2026年6月5日、LINEヤフーはAIエージェント「Agent i」に画像生成機能とパーソナライズ機能を追加し、対応領域を15へ拡大したと発表した。LINE・Yahoo! JAPANアプリなどで提供を開始し、日常生活におけるAI体験の強化を進める。
画像生成と記憶機能を追加し15領域へ拡大
LINEヤフーは、AIエージェント「Agent i」に画像生成機能とパーソナライズ機能を追加したと発表した。画像生成では、テキスト入力による画像生成に加え、アップロード画像の加工・修正にも対応し、アプリ内から直感的に利用できる構成となっている。日常的なアイデア生成やコンテンツ制作への活用が想定される。
パーソナライズ機能では、会話のトーンを「フレンドリー」「ツンデレ」「執事」など10種類から選択できるほか、過去の対話内容をもとにユーザーの嗜好や文脈を記憶するメモリ機能(※)を導入した。これにより、ユーザーごとに最適化された応答生成が可能となり、繰り返し説明の手間を減らす設計となっている。
さらに「学び」「くらし」「エンタメ」など7領域を新たに追加し、領域エージェントは全15領域へと拡大した。Yahoo! JAPANとLINEに分散していたAI機能を統合した新ブランドとして位置づけられ、日常利用を前提としたAI基盤としての性格を強めている。なお本機能はYahoo! JAPANアプリやLINEアプリなどで利用でき、今後Android環境にも順次対応する予定である。
メモリ機能(※):ユーザーとの過去の会話内容から有用な情報を保存し、以後の応答に反映する仕組み。
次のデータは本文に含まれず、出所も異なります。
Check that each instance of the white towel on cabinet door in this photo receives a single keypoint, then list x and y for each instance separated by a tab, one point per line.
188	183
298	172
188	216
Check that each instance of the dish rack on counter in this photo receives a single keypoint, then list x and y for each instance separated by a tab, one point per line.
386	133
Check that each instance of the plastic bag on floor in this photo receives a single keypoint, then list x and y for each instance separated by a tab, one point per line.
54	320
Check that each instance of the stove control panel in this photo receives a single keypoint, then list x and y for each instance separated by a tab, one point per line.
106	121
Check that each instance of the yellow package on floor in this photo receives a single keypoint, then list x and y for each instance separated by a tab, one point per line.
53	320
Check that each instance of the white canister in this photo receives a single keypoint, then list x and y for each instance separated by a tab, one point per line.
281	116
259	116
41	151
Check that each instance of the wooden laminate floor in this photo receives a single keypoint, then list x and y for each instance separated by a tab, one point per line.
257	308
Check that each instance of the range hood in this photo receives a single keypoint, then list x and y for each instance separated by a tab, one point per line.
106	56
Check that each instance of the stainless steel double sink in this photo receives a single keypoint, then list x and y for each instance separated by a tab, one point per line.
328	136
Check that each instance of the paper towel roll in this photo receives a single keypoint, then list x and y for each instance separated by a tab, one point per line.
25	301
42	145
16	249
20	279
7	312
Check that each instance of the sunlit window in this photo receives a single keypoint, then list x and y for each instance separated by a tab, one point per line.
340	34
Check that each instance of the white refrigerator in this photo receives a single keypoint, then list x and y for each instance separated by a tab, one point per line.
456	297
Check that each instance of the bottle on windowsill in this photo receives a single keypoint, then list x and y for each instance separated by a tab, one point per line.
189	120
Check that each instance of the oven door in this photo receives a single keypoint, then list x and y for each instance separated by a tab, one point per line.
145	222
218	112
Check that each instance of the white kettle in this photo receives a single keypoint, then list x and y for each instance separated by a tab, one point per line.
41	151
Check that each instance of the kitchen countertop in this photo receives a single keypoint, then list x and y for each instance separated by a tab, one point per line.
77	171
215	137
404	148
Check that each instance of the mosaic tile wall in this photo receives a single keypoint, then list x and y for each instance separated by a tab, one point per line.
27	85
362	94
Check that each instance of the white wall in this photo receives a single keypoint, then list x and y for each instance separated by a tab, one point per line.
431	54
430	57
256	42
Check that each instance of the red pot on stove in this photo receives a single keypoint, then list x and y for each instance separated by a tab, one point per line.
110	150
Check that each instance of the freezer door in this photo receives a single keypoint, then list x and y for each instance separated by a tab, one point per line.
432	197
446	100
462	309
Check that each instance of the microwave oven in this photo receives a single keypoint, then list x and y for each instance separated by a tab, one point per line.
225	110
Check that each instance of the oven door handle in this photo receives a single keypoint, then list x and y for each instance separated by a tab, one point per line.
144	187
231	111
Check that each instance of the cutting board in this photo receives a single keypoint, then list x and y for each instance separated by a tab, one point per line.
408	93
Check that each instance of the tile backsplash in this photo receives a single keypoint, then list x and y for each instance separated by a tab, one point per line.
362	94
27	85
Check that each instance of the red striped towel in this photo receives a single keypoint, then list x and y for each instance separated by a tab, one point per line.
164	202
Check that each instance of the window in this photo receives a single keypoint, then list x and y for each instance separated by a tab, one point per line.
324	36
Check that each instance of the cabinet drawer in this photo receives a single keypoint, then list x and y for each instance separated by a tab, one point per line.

個別最適化を実現する一方で、プライバシー管理が重要となる技術である。
個別最適化AIの進化と活用領域の拡大
今回のアップデートは、生成AIにおける「個別最適化」と日常サービスへの統合をさらに進める流れの一つと考えられる。メモリ機能によってユーザーの嗜好や会話文脈が蓄積されることで、検索や提案の精度向上が見込まれる一方、その情報をどの範囲まで保存・活用するかという設計は今後の重要な検討領域になる。
画像生成機能の追加は、SNS投稿や資料作成などのコンテンツ制作プロセスを効率化し、一般ユーザーの創作活動のハードルを下げる可能性がある。これにより利用シーンの拡大が想定されるが、生成コンテンツの信頼性や著作権との関係整理については引き続き議論が必要な領域といえる。
また本サービスはOpenAIのAPIを活用しており、外部モデルと独自データ活用のバランスが今後のサービス設計に影響を与える可能性がある。さらに今後は、各社がエージェント型AIの統合を進めるとみられ、機能そのものだけでなく、体験設計やサービス連携の質が差別化の要素になっていくと考えられる。